Mogadishu, Somalia — As I waited for my ride to collect me from the Mogadishu airport, an officer told me an apocryphal tale: A starving goat, blind from hunger, mistook a baby wrapped in a green cloth for grass and bit off a mouthful of emaciated flesh from the baby’s upper arm. The baby’s anguished cry brought the mother to her knees and she wept in prayer. The next day, a friend I met in Mogadishu repeated a variation of the same tale.
I saw the story as encapsulating much of what everyone needs to know about the goat-eats-baby severity of the current famine in the Somali Peninsula, with more than six million affected, crops wasting away, livestock dead or dying, water and foods scarce. Cholera, typhoid and meningitis finish the job that prolonged hunger has started.

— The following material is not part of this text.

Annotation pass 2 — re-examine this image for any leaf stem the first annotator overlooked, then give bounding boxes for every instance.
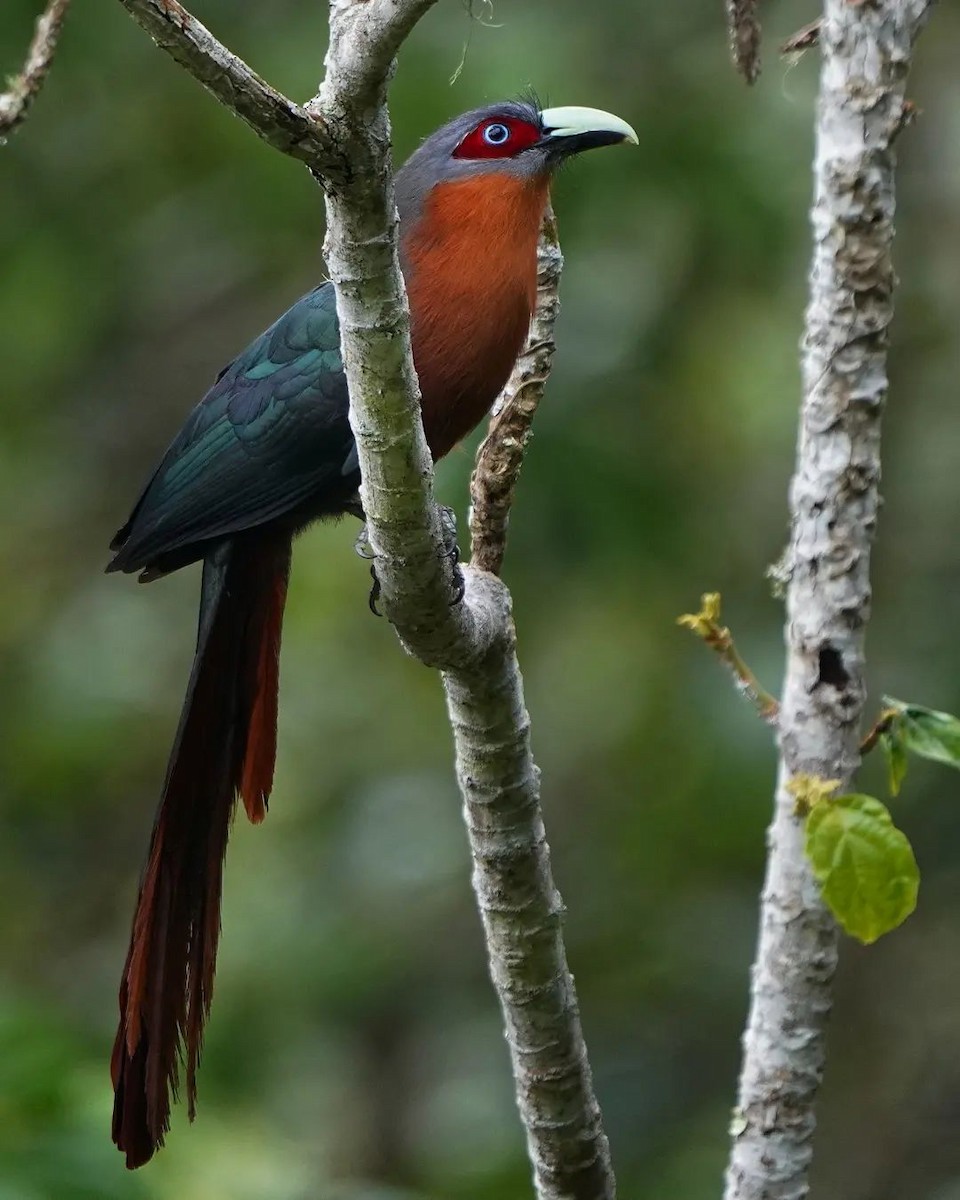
[859,708,899,756]
[678,593,780,725]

The entwining of wars and famine has multiplied the magnitude of deaths among Somalia’s farmers and herders. More than half a million Somalis have been displaced since November 2016 by drought and desperate hunger, according to the United States Department of State. They have sought solace in refugee camps on the edges of Mogadishu and other towns. Somalia already had about 1.1 million internally displaced people.
The families at the internally displaced people’s camps had left their scorched farms and walked numerous miles in punishing heat, across land stripped of vegetation. Parents go mad with despair at the sight of their babies dying from hunger, thirst or both. Hunger affects children’s memories. More than a million children are projected to be malnourished in Somalia, according to the United Nations Children’s Fund.
Memories of older famines returned. In 1974, I lived in Somalia when the rains failed and a drought worked itself into a famine. Our destitute relatives, who had lost several children and their beasts to the famine, turned up at our doorstep.